In documents filed with the Hong Kong stock exchange, Yankuang said it was considering a $US3.60 ($A5.07) a share bid for Yancoal, to be satisfied through the issuance of convertible bonds.
This would potentially result in Yancoal’s delisting from the Hong Kong stock exchange and/or the ASX.
The use of convertible bonds will not make the bid attractive to Australian investors who would prefer cash, or at worst, ordinary shares in the bidding company or a new vehicle (and with a stockmarket quotation).
The Yancoal annual meeting yesterday in Sydney did not see much support for the odd offer from shareholders or the management and independent board members.
Attempts by Glencore to convince Yancoal’s Chinese major shareholder to buy its stake in the ASX-listed miner on multiple occasions over the past five years are reported to have been why the Chinese parent has decided to launch a cheap as chips privatisation takeover offer.
Media reports on Monday suggest the cheap bid was an attempt to get Glencore to put up or shut up by offering it an exit deal for its 6% in Yancoal Australia (YAL).
The $2.5 billion takeover bid was priced at a 16% discount to the last price for Yancoal shares of $6.07. YAL shares dropped more than 7% on Monday to end at $5.62.

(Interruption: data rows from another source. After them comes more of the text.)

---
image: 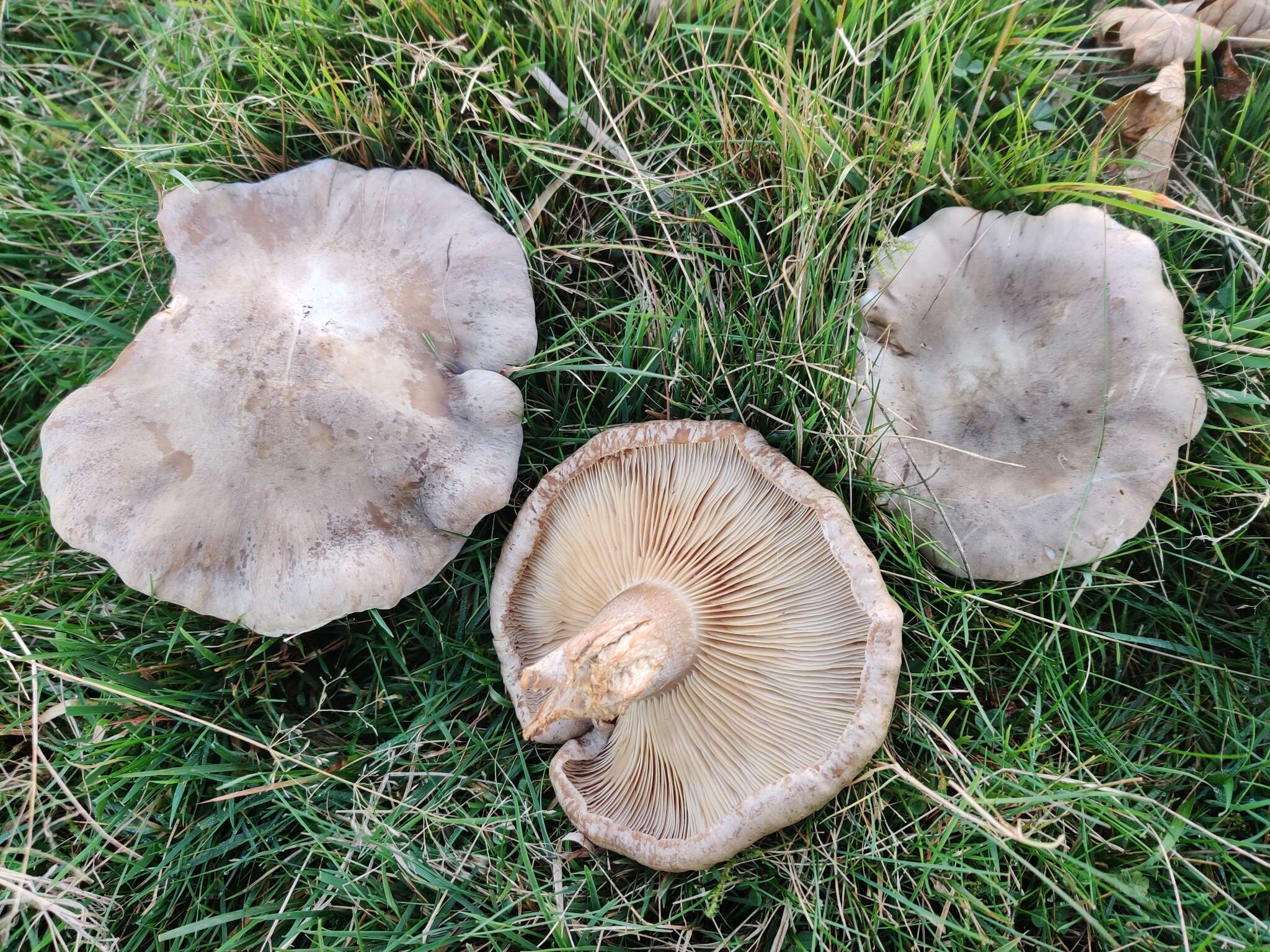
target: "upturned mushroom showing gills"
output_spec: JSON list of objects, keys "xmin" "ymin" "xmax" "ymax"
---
[
  {"xmin": 41, "ymin": 160, "xmax": 536, "ymax": 635},
  {"xmin": 853, "ymin": 205, "xmax": 1206, "ymax": 581},
  {"xmin": 491, "ymin": 421, "xmax": 900, "ymax": 870}
]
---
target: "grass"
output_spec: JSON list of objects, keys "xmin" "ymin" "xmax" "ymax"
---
[{"xmin": 0, "ymin": 0, "xmax": 1270, "ymax": 952}]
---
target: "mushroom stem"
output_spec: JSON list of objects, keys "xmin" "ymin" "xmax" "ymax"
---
[{"xmin": 521, "ymin": 581, "xmax": 698, "ymax": 739}]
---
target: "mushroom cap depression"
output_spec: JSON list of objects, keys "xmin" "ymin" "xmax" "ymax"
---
[
  {"xmin": 41, "ymin": 160, "xmax": 536, "ymax": 635},
  {"xmin": 855, "ymin": 205, "xmax": 1206, "ymax": 581},
  {"xmin": 491, "ymin": 421, "xmax": 900, "ymax": 870}
]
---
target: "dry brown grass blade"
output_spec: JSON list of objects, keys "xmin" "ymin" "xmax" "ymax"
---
[{"xmin": 1105, "ymin": 60, "xmax": 1186, "ymax": 192}]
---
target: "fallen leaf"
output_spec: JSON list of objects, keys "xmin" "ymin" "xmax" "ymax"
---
[
  {"xmin": 1105, "ymin": 58, "xmax": 1186, "ymax": 192},
  {"xmin": 1093, "ymin": 0, "xmax": 1270, "ymax": 66},
  {"xmin": 1213, "ymin": 43, "xmax": 1252, "ymax": 100},
  {"xmin": 1093, "ymin": 4, "xmax": 1222, "ymax": 66},
  {"xmin": 1173, "ymin": 0, "xmax": 1270, "ymax": 41}
]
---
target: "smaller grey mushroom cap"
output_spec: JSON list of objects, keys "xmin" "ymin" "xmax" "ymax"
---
[
  {"xmin": 41, "ymin": 160, "xmax": 536, "ymax": 635},
  {"xmin": 491, "ymin": 420, "xmax": 900, "ymax": 870},
  {"xmin": 853, "ymin": 205, "xmax": 1206, "ymax": 581}
]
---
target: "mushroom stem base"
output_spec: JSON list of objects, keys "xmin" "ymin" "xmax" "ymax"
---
[{"xmin": 521, "ymin": 583, "xmax": 699, "ymax": 738}]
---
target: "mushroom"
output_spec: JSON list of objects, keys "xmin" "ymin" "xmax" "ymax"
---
[
  {"xmin": 491, "ymin": 420, "xmax": 900, "ymax": 870},
  {"xmin": 41, "ymin": 160, "xmax": 536, "ymax": 635},
  {"xmin": 855, "ymin": 205, "xmax": 1206, "ymax": 581}
]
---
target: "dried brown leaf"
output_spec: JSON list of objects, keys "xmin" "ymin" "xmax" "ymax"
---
[
  {"xmin": 1105, "ymin": 58, "xmax": 1186, "ymax": 192},
  {"xmin": 1213, "ymin": 43, "xmax": 1252, "ymax": 100},
  {"xmin": 1093, "ymin": 0, "xmax": 1270, "ymax": 66}
]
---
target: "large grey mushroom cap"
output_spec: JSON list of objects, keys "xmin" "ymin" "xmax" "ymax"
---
[
  {"xmin": 491, "ymin": 420, "xmax": 900, "ymax": 870},
  {"xmin": 41, "ymin": 160, "xmax": 536, "ymax": 635},
  {"xmin": 855, "ymin": 205, "xmax": 1206, "ymax": 581}
]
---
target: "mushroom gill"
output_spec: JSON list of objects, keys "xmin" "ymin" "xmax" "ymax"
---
[{"xmin": 503, "ymin": 439, "xmax": 874, "ymax": 838}]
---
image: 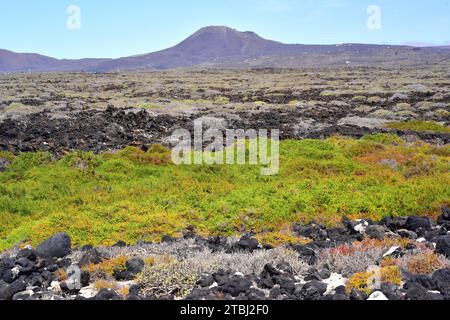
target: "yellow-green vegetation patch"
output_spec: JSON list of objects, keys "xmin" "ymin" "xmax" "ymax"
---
[
  {"xmin": 386, "ymin": 120, "xmax": 450, "ymax": 133},
  {"xmin": 0, "ymin": 134, "xmax": 450, "ymax": 250}
]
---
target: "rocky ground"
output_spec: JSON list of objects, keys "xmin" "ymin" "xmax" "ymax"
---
[
  {"xmin": 0, "ymin": 68, "xmax": 450, "ymax": 154},
  {"xmin": 0, "ymin": 68, "xmax": 450, "ymax": 300},
  {"xmin": 0, "ymin": 207, "xmax": 450, "ymax": 300}
]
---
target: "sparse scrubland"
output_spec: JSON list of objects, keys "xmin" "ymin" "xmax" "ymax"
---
[
  {"xmin": 0, "ymin": 134, "xmax": 450, "ymax": 249},
  {"xmin": 0, "ymin": 66, "xmax": 450, "ymax": 300}
]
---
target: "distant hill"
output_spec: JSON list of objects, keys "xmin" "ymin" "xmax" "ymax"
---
[
  {"xmin": 0, "ymin": 49, "xmax": 108, "ymax": 72},
  {"xmin": 0, "ymin": 26, "xmax": 450, "ymax": 72}
]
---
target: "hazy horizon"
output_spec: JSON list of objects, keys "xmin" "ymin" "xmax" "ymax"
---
[{"xmin": 0, "ymin": 0, "xmax": 450, "ymax": 59}]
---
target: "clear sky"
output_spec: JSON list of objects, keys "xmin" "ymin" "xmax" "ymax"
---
[{"xmin": 0, "ymin": 0, "xmax": 450, "ymax": 58}]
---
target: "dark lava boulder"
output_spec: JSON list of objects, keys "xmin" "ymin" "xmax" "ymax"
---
[
  {"xmin": 433, "ymin": 268, "xmax": 450, "ymax": 297},
  {"xmin": 94, "ymin": 289, "xmax": 122, "ymax": 300},
  {"xmin": 366, "ymin": 225, "xmax": 386, "ymax": 240},
  {"xmin": 299, "ymin": 281, "xmax": 327, "ymax": 300},
  {"xmin": 232, "ymin": 235, "xmax": 259, "ymax": 252},
  {"xmin": 78, "ymin": 248, "xmax": 103, "ymax": 267},
  {"xmin": 437, "ymin": 206, "xmax": 450, "ymax": 229},
  {"xmin": 0, "ymin": 279, "xmax": 27, "ymax": 300},
  {"xmin": 405, "ymin": 217, "xmax": 431, "ymax": 233},
  {"xmin": 0, "ymin": 157, "xmax": 10, "ymax": 172},
  {"xmin": 292, "ymin": 245, "xmax": 317, "ymax": 265},
  {"xmin": 380, "ymin": 217, "xmax": 408, "ymax": 232},
  {"xmin": 436, "ymin": 235, "xmax": 450, "ymax": 258},
  {"xmin": 219, "ymin": 276, "xmax": 252, "ymax": 297},
  {"xmin": 36, "ymin": 233, "xmax": 71, "ymax": 259}
]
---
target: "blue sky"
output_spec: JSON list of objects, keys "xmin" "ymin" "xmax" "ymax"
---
[{"xmin": 0, "ymin": 0, "xmax": 450, "ymax": 58}]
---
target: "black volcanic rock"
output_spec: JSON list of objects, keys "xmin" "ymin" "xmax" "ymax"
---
[{"xmin": 36, "ymin": 233, "xmax": 71, "ymax": 259}]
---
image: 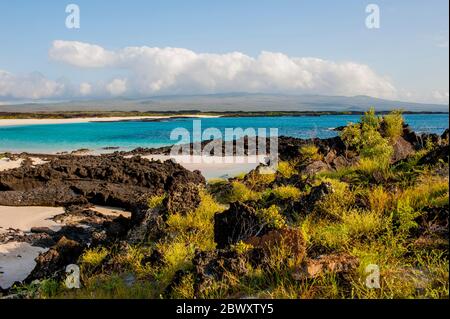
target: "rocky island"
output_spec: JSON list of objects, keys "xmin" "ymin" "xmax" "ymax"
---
[{"xmin": 0, "ymin": 112, "xmax": 449, "ymax": 298}]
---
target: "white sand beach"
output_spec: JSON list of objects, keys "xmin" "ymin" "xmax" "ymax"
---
[
  {"xmin": 0, "ymin": 206, "xmax": 64, "ymax": 232},
  {"xmin": 0, "ymin": 242, "xmax": 48, "ymax": 289},
  {"xmin": 0, "ymin": 157, "xmax": 47, "ymax": 172},
  {"xmin": 0, "ymin": 206, "xmax": 131, "ymax": 289},
  {"xmin": 0, "ymin": 115, "xmax": 219, "ymax": 127}
]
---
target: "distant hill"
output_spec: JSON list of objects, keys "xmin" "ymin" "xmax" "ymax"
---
[{"xmin": 0, "ymin": 93, "xmax": 449, "ymax": 112}]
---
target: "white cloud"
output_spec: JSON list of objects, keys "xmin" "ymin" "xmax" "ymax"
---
[
  {"xmin": 50, "ymin": 41, "xmax": 396, "ymax": 98},
  {"xmin": 431, "ymin": 91, "xmax": 449, "ymax": 104},
  {"xmin": 80, "ymin": 82, "xmax": 92, "ymax": 96},
  {"xmin": 0, "ymin": 70, "xmax": 65, "ymax": 99},
  {"xmin": 49, "ymin": 40, "xmax": 115, "ymax": 68},
  {"xmin": 106, "ymin": 79, "xmax": 127, "ymax": 96}
]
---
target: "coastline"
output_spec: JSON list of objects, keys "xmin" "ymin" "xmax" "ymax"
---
[{"xmin": 0, "ymin": 115, "xmax": 220, "ymax": 127}]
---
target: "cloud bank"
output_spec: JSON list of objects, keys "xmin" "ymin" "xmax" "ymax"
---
[
  {"xmin": 49, "ymin": 41, "xmax": 396, "ymax": 98},
  {"xmin": 0, "ymin": 40, "xmax": 448, "ymax": 103}
]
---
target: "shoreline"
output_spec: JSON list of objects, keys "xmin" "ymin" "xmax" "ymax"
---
[{"xmin": 0, "ymin": 115, "xmax": 220, "ymax": 128}]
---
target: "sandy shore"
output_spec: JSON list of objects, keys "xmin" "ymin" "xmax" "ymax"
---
[
  {"xmin": 0, "ymin": 115, "xmax": 219, "ymax": 127},
  {"xmin": 0, "ymin": 206, "xmax": 131, "ymax": 289},
  {"xmin": 0, "ymin": 157, "xmax": 46, "ymax": 172},
  {"xmin": 0, "ymin": 206, "xmax": 64, "ymax": 232},
  {"xmin": 0, "ymin": 154, "xmax": 264, "ymax": 180},
  {"xmin": 0, "ymin": 242, "xmax": 48, "ymax": 289}
]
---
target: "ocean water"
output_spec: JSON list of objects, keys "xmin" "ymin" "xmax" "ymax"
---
[{"xmin": 0, "ymin": 114, "xmax": 449, "ymax": 153}]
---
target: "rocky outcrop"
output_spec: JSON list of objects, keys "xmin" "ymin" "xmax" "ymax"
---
[
  {"xmin": 214, "ymin": 202, "xmax": 268, "ymax": 249},
  {"xmin": 245, "ymin": 227, "xmax": 306, "ymax": 262},
  {"xmin": 293, "ymin": 254, "xmax": 359, "ymax": 280},
  {"xmin": 418, "ymin": 145, "xmax": 449, "ymax": 165},
  {"xmin": 25, "ymin": 237, "xmax": 84, "ymax": 282},
  {"xmin": 392, "ymin": 137, "xmax": 414, "ymax": 163},
  {"xmin": 0, "ymin": 155, "xmax": 205, "ymax": 211}
]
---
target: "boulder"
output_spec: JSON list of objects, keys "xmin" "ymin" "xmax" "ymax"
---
[
  {"xmin": 245, "ymin": 227, "xmax": 306, "ymax": 262},
  {"xmin": 292, "ymin": 254, "xmax": 359, "ymax": 280},
  {"xmin": 392, "ymin": 137, "xmax": 414, "ymax": 163},
  {"xmin": 214, "ymin": 202, "xmax": 269, "ymax": 249},
  {"xmin": 302, "ymin": 161, "xmax": 329, "ymax": 176},
  {"xmin": 25, "ymin": 237, "xmax": 84, "ymax": 283}
]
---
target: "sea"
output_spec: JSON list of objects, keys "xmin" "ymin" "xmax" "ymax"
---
[{"xmin": 0, "ymin": 113, "xmax": 449, "ymax": 153}]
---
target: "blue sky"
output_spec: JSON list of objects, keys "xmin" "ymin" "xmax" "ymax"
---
[{"xmin": 0, "ymin": 0, "xmax": 449, "ymax": 103}]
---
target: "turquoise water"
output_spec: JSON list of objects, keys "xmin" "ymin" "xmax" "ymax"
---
[{"xmin": 0, "ymin": 114, "xmax": 449, "ymax": 152}]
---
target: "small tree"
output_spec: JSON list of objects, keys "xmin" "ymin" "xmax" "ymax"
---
[{"xmin": 383, "ymin": 110, "xmax": 403, "ymax": 143}]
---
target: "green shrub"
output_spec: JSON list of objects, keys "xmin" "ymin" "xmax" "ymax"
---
[
  {"xmin": 278, "ymin": 161, "xmax": 297, "ymax": 178},
  {"xmin": 148, "ymin": 194, "xmax": 166, "ymax": 209},
  {"xmin": 229, "ymin": 181, "xmax": 261, "ymax": 202},
  {"xmin": 383, "ymin": 110, "xmax": 403, "ymax": 142},
  {"xmin": 258, "ymin": 205, "xmax": 286, "ymax": 228}
]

The price discount was a puzzle to analysts as was the use of convertible bonds.
Yankuang already owns 62.3% of Yancoal (it in turn is owned by the huge Shandong Energy Company, which is state-owned in the Chinese province of Shandong), while China Cinda Asset Management owns about 15.9%. (China Cinda was founded as a state-owned enterprise and a bad bank for China Construction Bank in 1999).
The remaining 14% to 15% are held by local and other shareholders.
Around 498.2-million shares are not owned by Yankuang (including those owned by China Cinda, Glencore and non-affiliated shareholders).
“The Yancoal board has appointed an independent board committee (IBC) to evaluate and respond to the potential transaction and, to the extent required, to make a recommendation to the independent shareholders of Yancoal,” the company said in a statement on Monday.
“The IBC comprises all non-executive directors who do not have any direct or indirect interest in the potential transaction, other than as a Yancoal shareholder. Yancoal said the IBC had engaged with Yankuang to clarify the proposal.”
“Since its establishment, the IBC has corresponded with Yankuang Energy seeking clarifications and additional information in relation to the potential transaction, including to better understand how Yankuang Energy has assessed the value of Yancoal,” Yancoal said.
In documents filed with the Hong Kong stock exchange, late last week and the ASX on Monday Yankuang said it was considering a $US3.60 ($A5.07) a share bid for Yancoal, to be satisfied through the issuance of convertible bonds.
This could end up in Yancoal’s delisting from the Hong Kong stock exchange and/or the ASX.
There is of course Foreign Investment Review Board approval to be gained as well.